How many treatment types are we dealing with here? I'm trying to figure out if it's something you can manage with a parameter or if it needs to be dynamic.
What's your original data source?
Right now we have four (4) treatments with a potential of scaling up to twenty(20) over time. I've looked at using parameters but they are single select and unless there is a way around that, it won't accomplish what I'm looking for.
I'm less concerned with the dynamic aspect of this for the time being. If we can find something that works for 4 treatments, then I can create a procedure to scale up down the line when necessary.
Anyone? Could really use a hand with this.
You're looking for Tableau to generate data (without actually reading something in).
If I had to do this, I would have some excel file that had all the possible Matrix Code combinations in one column.
If your actual data file doesn't have all the matrix code combinations, you'll never get a full filter list of all the Treatment Type combinations for your filter list. That's why I would force it through some extra data source.
If your data can guarantee all matrix codes, you could have a calc that generated all the Treatment Types like this:
case [matrix code]
when "0000" then "null"
when "0001" then "T1"
when "1111" then "T1 + T2 + T3 + T4"
then you use the calc field as your filter.
Thanks for pitching in. I understand exactly what your saying, and in this situation a case statement might be the only way out. Problem is any future scalability will make this calculation exponentially big. So say I go down this route, is there a way I can work out a filter that only has the individual Treatments, where the multiple selections are somehow calculated in the background?
i.e Filter shows only 4 treatments but all possible combinations are calculated in the background based on the selections in the filter?
You could set up a series of individual parameters, one for each treatment, and let the users select (in-or-out) for each treatment.
See the attached workbook for an example of that. It was for a completely different sort of problem, but the principle is the same. Once you've stored what the user wants, you can filter for the proper string location being set to 1.
Here is a link to all the string calc functions:
You can use MID() to see if the appropriate position is set to 1. Filter on that.
LOOKUP question_VT.twbx 374.8 KB
So there would be only one calc in question, with as many lines as there are treatments.
IF [param1]="Y" and MID([matrix], 1,1) = "1" and
[param2]="Y" and MID([matrix], 2,1) = "1" and ...
then 1 else 0 end
Put that on the filter shelf, select for value = 1 and you'll get all records where the matrix value corresponds to the selected parameters.

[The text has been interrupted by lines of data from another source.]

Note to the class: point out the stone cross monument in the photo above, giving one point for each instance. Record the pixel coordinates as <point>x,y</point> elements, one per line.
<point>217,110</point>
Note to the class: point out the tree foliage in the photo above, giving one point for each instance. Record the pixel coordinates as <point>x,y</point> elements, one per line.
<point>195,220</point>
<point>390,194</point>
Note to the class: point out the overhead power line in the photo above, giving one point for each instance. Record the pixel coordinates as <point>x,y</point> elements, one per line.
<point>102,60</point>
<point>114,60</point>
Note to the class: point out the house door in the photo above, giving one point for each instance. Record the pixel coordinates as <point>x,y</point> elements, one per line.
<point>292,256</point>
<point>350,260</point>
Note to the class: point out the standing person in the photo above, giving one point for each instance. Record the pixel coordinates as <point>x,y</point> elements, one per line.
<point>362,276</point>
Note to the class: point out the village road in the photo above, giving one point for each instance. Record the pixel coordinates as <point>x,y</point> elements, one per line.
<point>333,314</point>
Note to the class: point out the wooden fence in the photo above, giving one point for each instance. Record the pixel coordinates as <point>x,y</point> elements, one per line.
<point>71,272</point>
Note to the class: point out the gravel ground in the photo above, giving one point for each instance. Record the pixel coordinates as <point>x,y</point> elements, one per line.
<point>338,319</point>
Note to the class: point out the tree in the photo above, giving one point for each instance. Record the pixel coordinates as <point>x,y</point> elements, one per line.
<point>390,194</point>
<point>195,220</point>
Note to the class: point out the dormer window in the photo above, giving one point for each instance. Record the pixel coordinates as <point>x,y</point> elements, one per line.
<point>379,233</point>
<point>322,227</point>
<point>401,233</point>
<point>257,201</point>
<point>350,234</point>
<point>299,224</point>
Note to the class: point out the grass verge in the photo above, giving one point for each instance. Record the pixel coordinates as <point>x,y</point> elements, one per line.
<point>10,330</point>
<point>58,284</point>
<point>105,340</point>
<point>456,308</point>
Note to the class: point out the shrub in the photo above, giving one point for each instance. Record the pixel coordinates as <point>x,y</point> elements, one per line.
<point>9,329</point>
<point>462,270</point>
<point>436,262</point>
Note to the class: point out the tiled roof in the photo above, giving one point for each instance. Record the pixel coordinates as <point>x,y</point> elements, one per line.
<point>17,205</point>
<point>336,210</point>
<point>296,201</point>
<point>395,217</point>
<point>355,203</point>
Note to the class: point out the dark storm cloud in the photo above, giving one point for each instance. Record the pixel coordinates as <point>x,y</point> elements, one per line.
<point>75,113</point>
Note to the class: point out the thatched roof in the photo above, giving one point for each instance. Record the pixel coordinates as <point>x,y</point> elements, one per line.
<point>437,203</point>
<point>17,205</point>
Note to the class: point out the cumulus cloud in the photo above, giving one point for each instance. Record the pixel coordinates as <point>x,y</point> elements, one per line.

If I were you, I would change the direction of the matrix code. Have the first position correspond to treatment 1, etc. That way, as you add new treatments, you won't have to rewrite the filter for treatments 1-4. (Right now, if the last position handles treatment 1, then you'll be using MID([matrix],4,1) to look at it, but when you add a new treatment you'll have to change that to position 5.) If you start at the left side, you can add treatments forever, and the parts of the filter already written will stay as is.
1 of 1 people found this helpful
And just one more followup: On the dashboard in the attached example, the parameters are laid out so that they use a slider for the on-off values, and the slider is so short that it operates with just one click.
The point of the question that generated this example was to get a filter-like behavior that turned on/off values with one click, like a multi-select filter where you select/deselect individual values.
The one feature of a multi-select filter we lose is the capability to select ALL with one click.
Had a chance to check it out this morning. All this works but not the way I'm looking to get it. You're right, in this case I'm asking Tableau to do something without all the pieces being in place. I found a way to make it work but not without restructuring the data table. Thank you for your help Joe, always greatly appreciated.